Another finding is that if the agent attempts the same task multiple times independently and the best result is selected, the success rate on WebVoyager rises from 78.2% to 94.7%. Extra compute at inference time can therefore significantly improve reliability.

No logins, no payments, many open questions

The developers openly acknowledge the system’s limitations. As a purely visual model, MolmoWeb can misread text in screenshots. Performance declines when instructions are ambiguous or involve many constraints. Tasks that require logins or financial transactions were deliberately excluded from training for safety reasons.

In the hosted demo, only certain websites are allowed, inputs into password and credit card fields are blocked, and a Google interface checks prompts for problematic content. These safeguards, however, are part of the demo environment, not the model itself.

More fundamental questions remain unanswered. How should web agents deal with website terms of service? How can they be prevented from accessing illegal content or carrying out irreversible actions? The team argues that full disclosure of all components will allow more people to work on these problems. MolmoWeb is available on Hugging Face and GitHub under the Apache 2.0 license.

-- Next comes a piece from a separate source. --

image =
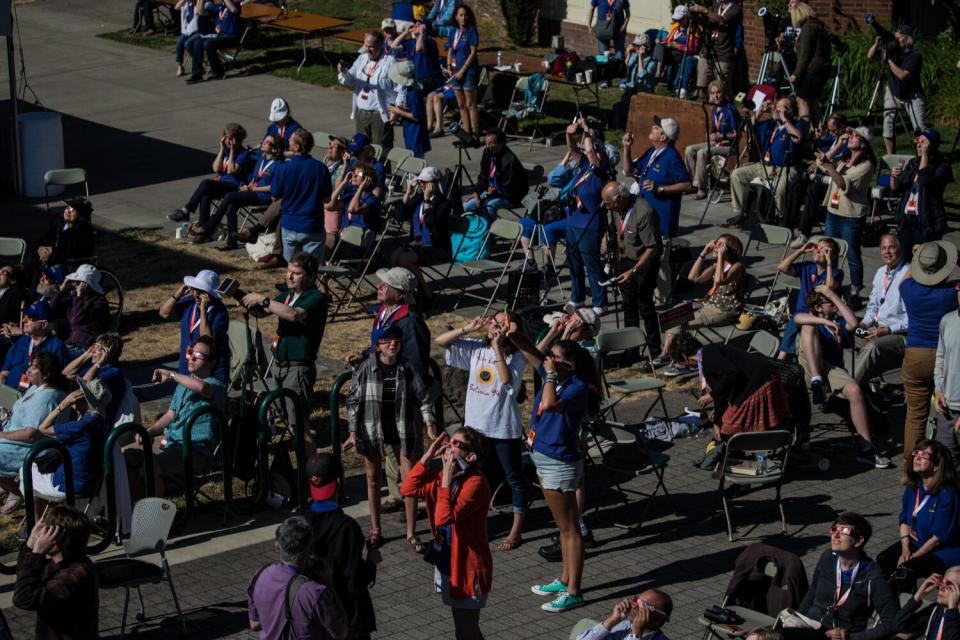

Only recently, the academic project OpenSeeker pursued a similar approach for AI search agents: fully open data, code, and model weights as an answer to the data monopolies of major corporations. MolmoWeb now extends that trend into browser automation.

The Allen Institute for AI (AI2), known for its ambition to advance transparent AI, recently suffered a major setback: Microsoft hired several of its leading AI researchers. They are set to work on model development within Microsoft’s new superintelligence team, led by DeepMind co-founder Mustafa Suleyman.